Gott hat Boten geschickt. Und sie gaben Elia das Gottesgeschenk zurück, das ihm Isebel zu rauben drohte. Die Königin Isebel hatte sich – nun auch durch die Worte ihres Boten - vor Elia in einer Art und Weise aufgebaut, die ihm dem Atem verschlug: „Bist du Elia, so bin ich Isebel.“ Da bekam Elia keine Luft mehr. Er floh. Erschöpft und immer noch atemlos kroch er am Ende unter den Ginsterstrauch, um seine Seele auszuhauchen. Gottes Boten ließen ihn wieder zu Atem kommen.
In Elias hebräischer Muttersprache wird übrigens für „Seele“ ein Wort verwendet, das zunächst einmal „Kehle“ bedeutet. Und über die Kehle, nämlich über den Atem, kehrte das Leben zu ihm zurück. Aufatmend konnte er sich schließlich wieder erheben und mit ihm sein Glaube.

Der erste Bote, dessen Gott sich bediente, war dieser Ginsterstrauch. Dass Gott überhaupt noch Boten hat, muss für Elia eine Überraschung gewesen sein. Hatte er doch geglaubt, er sei der einzige Bote, der Gott noch geblieben war, der letzte seiner Diener. Auch später, bis hin zur heutigen Zeit, wo die Gotteshäuser sich leeren, meinte man oft, es herrsche ein Mangel an Zeichen und Boten von Gott. Man sollte aber Gott nicht unterschätzen. Gott ist nicht nur schwach -  was Elia noch lernen musste - , Gott ist auch stark. Und seine Stärke besteht nicht nur darin, dass er bisweilen Feuer vom Himmel fallen lässt, seine besondere Stärke ist es, dass er Boten sendet.

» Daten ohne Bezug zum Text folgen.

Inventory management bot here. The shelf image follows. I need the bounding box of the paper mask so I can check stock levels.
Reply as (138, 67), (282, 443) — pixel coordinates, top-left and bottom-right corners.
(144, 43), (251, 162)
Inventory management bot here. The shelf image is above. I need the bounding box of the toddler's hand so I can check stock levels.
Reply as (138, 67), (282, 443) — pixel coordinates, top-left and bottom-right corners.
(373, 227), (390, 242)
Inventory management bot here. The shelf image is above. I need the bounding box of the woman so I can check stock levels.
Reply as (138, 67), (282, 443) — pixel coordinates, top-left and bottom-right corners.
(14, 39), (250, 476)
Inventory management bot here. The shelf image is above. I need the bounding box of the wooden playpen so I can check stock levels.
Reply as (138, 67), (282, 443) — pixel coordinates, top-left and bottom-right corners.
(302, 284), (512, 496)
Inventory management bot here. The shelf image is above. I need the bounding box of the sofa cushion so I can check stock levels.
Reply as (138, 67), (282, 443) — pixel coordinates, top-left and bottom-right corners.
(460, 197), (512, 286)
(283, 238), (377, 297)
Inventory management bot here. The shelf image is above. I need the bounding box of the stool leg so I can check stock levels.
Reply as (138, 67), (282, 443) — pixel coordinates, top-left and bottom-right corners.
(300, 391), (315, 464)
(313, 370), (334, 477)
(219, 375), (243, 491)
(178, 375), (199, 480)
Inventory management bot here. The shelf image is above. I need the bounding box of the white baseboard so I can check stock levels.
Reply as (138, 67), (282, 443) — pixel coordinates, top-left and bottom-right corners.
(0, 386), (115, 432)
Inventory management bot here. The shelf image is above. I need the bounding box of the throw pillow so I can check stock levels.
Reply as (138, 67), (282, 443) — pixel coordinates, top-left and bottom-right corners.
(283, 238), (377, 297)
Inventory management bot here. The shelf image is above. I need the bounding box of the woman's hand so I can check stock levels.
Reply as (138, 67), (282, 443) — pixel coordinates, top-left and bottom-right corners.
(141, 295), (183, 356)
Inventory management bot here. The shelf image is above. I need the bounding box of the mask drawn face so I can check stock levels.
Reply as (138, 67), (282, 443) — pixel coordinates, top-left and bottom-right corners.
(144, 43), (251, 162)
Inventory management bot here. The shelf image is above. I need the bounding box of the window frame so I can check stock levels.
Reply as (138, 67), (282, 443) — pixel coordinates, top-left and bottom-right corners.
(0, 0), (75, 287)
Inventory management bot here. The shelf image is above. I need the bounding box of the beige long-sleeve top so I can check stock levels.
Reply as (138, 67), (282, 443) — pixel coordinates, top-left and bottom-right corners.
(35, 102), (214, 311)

Nun scheint der Ginsterstrauch auf den ersten Blick als Gottesbote nicht besonders geeignet. Der Wüstenginster ist keine Rose, er wirkt weder jung noch morgenschön. Der Ginster ist auch kein Mandelbaum, dessen Blütenzweige den Betrachter entzücken. Seine Zweige sind 2 – 3 m hoch und fast blattlos. Sie geben ein bisschen Schatten. Im Frühling zeigt der Strauch weiße, purpurgestreifte Blüten. Früchte liefert er nicht. In Hungerzeiten haben Menschen schon versucht, sich von seiner Wurzel zu ernähren. Im übrigen kann er verwendet werden als Brennholz. Wie kann ein Strauch von so bescheidenem Nutzen dann aber ein Bote sein?  Dadurch, dass er so tief wurzelt. Der Pfahl seiner Wurzel reicht bis dort hinab, wo auch in der Wüste der Boden noch feucht ist. Im Falle Elias handelte es sich freilich weniger um eine Befeuchtung als um eine Beatmung. Und der Pfahl der Ginsterwurzel wies dazu die Richtung. Denn der Glaube kommt an seinen Wurzeln wieder zu Atem und also eher in der Tiefe als in der Höhe, eher im Rückgang auf tragende Schichten als im Erstürmen von Gipfeln. Elia hatte das erfahren. Und wir werden‘s uns auch sagen lassen.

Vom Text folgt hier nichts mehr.